Positive solutions of quasilinear elliptic equations with subquadratic growth in the gradient

TL;DR

This paper investigates positive solutions of a class of quasilinear elliptic equations with subquadratic gradient growth, establishing existence, removability of singularities, and classification of boundary singular solutions based on domain and parameter conditions.

Contribution

It provides new existence and non-existence results for positive solutions with boundary measures, and classifies solutions with isolated boundary singularities under specific conditions.

Findings

Existence of solutions for any positive finite boundary measure when N(p+q-1)<p+1.

Removability of isolated boundary singularities when N(p+q-1)≥p+1.

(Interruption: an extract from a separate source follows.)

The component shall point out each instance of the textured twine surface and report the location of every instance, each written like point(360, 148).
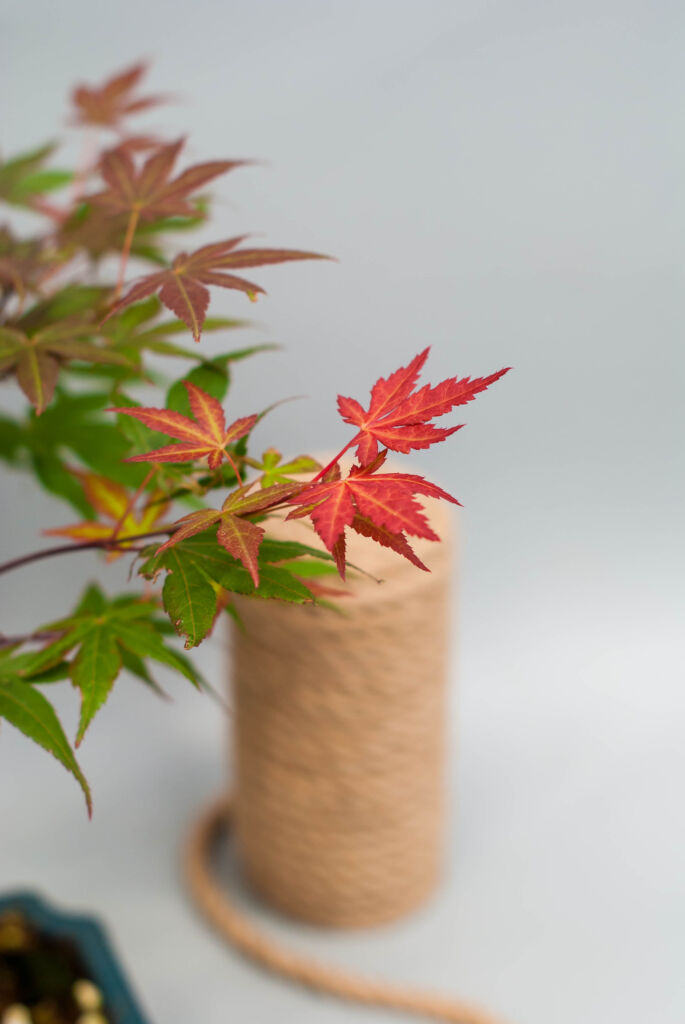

Complete classification of positive solutions with isolated boundary singularities.

Abstract

We study positive solutions of equation (E) $-\Delta u + u^p|\nabla u|^q= 0$ ($0<p$, $0\leq q\leq 2$, $p+q>1$) and other related equations in a smooth bounded domain $\Omega \subset {\mathbb R}^N$. We show that if $N(p+q-1)<p+1$ then, for every positive, finite Borel measure $\mu$ on $\partial \Omega$, there exists a solution of (E) such that $u=\mu$ on $\partial \Omega$. Furthermore, if $N(p+q-1)\geq p+1$ then an isolated point singularity on $\partial \Omega$ is removable. In particular there is no solution with boundary data $\delta_y$ (=Dirac measure at a point $y\in \partial \Omega$). Finally we obtain a classification of positive solutions with an isolated boundary singularity.